FACC erwartet Teile des Betrugsgeldes „in den nächsten Wochen“

Von Sigrid Brandstätter 09. Juli 2019 12:38 Uhr

FACC: Umsatzplus im dritten Quartal
FACC-Chef Robert Machtlinger

RIED IM INNKREIS. Bei der fünften Hauptversammlung der FACC verkündete Vorstandschef Robert Machtlinger, dass in den nächsten Wochen mit dem Eingang von 10,8 Millionen Euro zu rechnen sei.

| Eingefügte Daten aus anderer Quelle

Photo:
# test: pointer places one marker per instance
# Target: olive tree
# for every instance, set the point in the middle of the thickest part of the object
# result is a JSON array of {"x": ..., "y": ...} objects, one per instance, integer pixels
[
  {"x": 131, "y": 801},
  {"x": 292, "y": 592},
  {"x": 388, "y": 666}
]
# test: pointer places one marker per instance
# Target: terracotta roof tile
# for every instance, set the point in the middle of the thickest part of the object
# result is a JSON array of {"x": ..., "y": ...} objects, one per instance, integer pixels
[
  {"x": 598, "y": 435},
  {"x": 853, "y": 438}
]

Geld, das nach dem Betrug im Winter 2015/16 eingefroren worden war.

Vor wenigen Wochen feierte der Flugzeugteile-Lieferant FACC seinen 30. Geburtstag. Heute bei der fünften Hauptversammlung ist weniger Feierstunde angesagt. Schon der erste Aktionär, der sich in der Generaldebatte zu Wort meldete, äußerte sich kritisch  zum Aktienkurs und auch zur Dividendenhöhe. FACC zahlt nach elf Cent je Aktie nun 15 Cent – vorbehaltlich die Aktionäre beschließen das heute Nachmittag. In bezug auf Dividendenrendite sei die Dividendenhöhe nicht „best in class, sondern last in class“, sagte Florian Beckermann, Vorstand im österreichischen Interessensverband für  Anleger. In den Jahren zuvor gab es keine Dividendenzahlungen.

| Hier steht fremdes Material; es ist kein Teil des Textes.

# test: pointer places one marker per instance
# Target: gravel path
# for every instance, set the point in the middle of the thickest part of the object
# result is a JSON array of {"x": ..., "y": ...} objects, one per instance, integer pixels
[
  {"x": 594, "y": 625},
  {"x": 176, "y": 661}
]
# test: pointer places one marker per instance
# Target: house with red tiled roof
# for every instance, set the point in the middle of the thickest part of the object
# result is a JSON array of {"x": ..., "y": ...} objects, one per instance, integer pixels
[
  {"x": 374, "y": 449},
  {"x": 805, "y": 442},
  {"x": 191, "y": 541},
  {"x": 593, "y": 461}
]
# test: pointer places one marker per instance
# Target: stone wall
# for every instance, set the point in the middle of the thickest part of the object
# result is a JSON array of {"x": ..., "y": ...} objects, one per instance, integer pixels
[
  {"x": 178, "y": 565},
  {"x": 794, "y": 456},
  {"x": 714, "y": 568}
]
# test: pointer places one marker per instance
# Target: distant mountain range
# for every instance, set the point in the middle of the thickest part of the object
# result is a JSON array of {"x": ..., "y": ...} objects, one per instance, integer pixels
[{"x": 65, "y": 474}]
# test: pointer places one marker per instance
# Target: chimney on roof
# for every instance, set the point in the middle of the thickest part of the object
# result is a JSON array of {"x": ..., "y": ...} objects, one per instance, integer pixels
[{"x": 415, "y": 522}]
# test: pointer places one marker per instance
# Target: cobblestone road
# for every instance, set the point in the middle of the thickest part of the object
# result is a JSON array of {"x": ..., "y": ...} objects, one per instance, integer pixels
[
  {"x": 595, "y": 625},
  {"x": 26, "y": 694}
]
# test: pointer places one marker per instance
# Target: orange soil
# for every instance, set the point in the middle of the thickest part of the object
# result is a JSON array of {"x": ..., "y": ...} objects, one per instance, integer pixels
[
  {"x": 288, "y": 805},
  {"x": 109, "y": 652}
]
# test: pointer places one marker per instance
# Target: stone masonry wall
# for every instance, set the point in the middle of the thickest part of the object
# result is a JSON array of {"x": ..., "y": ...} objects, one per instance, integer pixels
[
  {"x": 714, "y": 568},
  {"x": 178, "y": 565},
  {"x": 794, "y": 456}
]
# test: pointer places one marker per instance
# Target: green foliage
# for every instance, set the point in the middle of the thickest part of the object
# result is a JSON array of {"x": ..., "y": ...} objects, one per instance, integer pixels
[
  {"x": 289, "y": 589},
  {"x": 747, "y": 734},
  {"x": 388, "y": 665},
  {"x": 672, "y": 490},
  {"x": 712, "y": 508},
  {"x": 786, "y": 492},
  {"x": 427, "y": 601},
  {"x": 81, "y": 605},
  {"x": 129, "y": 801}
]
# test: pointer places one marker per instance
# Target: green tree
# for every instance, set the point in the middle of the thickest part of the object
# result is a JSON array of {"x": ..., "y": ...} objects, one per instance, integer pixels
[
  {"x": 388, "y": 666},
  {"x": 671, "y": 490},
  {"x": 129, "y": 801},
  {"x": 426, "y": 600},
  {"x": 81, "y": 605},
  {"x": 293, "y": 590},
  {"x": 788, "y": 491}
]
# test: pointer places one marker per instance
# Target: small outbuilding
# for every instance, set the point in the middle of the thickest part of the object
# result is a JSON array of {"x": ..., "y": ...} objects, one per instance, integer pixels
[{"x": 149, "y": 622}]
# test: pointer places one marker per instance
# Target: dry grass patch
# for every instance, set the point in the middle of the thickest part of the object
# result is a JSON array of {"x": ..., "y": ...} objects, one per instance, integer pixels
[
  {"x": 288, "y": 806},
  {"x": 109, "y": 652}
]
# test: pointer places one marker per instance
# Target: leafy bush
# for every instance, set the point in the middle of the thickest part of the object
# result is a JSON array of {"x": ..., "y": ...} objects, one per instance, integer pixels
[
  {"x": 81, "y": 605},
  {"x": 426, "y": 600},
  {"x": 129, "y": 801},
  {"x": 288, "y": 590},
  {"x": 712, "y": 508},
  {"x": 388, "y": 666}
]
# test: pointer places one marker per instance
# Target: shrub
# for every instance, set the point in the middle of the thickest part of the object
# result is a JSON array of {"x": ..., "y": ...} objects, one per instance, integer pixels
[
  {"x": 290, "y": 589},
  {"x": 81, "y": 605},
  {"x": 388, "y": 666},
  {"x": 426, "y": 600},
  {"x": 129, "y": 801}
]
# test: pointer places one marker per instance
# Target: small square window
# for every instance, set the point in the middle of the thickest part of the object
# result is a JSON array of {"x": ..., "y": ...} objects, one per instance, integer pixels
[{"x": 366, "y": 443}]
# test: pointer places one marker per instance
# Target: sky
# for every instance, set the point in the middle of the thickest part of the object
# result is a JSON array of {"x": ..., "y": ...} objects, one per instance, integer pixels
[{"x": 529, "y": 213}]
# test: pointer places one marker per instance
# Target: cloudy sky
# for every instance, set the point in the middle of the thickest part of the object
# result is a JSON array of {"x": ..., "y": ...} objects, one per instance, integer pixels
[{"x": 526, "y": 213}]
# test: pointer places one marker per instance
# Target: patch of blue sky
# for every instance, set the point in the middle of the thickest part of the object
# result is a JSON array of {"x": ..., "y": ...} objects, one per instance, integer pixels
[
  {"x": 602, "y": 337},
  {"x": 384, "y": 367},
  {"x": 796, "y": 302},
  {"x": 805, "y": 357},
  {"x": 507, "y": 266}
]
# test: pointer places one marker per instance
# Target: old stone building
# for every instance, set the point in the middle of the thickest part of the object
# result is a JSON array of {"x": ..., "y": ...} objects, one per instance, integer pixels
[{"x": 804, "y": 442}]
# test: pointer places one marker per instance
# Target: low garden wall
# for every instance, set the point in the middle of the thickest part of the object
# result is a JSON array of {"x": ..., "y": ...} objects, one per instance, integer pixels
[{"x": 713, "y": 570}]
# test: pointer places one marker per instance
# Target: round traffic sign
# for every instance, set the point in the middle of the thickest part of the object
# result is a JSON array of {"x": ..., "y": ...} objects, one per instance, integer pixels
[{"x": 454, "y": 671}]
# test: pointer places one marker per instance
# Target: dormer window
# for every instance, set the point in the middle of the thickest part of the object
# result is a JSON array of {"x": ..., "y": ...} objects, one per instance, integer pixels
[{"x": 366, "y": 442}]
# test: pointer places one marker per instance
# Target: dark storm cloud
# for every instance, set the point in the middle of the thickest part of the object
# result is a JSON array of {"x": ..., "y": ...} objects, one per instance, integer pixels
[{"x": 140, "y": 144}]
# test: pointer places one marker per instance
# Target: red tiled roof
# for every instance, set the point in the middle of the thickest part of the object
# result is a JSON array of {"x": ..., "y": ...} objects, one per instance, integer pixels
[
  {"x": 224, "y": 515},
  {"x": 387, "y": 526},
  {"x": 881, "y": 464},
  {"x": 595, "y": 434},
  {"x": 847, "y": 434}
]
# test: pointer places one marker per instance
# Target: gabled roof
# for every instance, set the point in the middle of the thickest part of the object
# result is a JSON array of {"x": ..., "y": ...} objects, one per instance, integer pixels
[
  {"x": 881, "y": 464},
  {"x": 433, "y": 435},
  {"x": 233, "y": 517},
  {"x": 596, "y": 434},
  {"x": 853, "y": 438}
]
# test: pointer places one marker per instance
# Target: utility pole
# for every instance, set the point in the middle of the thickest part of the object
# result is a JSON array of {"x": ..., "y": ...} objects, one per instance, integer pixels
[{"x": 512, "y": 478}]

Ähnlich ging es weiter: Es folgte eine kritische Anmerkung zur Entwicklung der Vorstands- und Aufsichtsratsgagen. „Die Optik ist schlecht. Die Entgelte sollten in einem Jahr, in dem das Ergebnis und der Aktienkurs zurückgehen, angepasst sein“, sagt Kleinaktionär Dieter Petermichl. Vorstandsgagen aber vor allem Aufsichtsratsentgelte sind kräftig gestiegen. Wobei der Vorstand im internationalen Vergleich „bescheiden“ verdiene. Zuvor hatte Vorstandschef Robert Machtlinger eingeräumt, dass die Kursverluste zum Teil auch dem verlangsamten Wachstum der FACC geschuldet sein dürfte. Seit März 2018 hat sich der Aktienkurs halbiert –derzeit liegt der Kurs bei 11,50 Euro. Der Ausgabekurs im Juni 2014 lag bei 9,40 Euro. 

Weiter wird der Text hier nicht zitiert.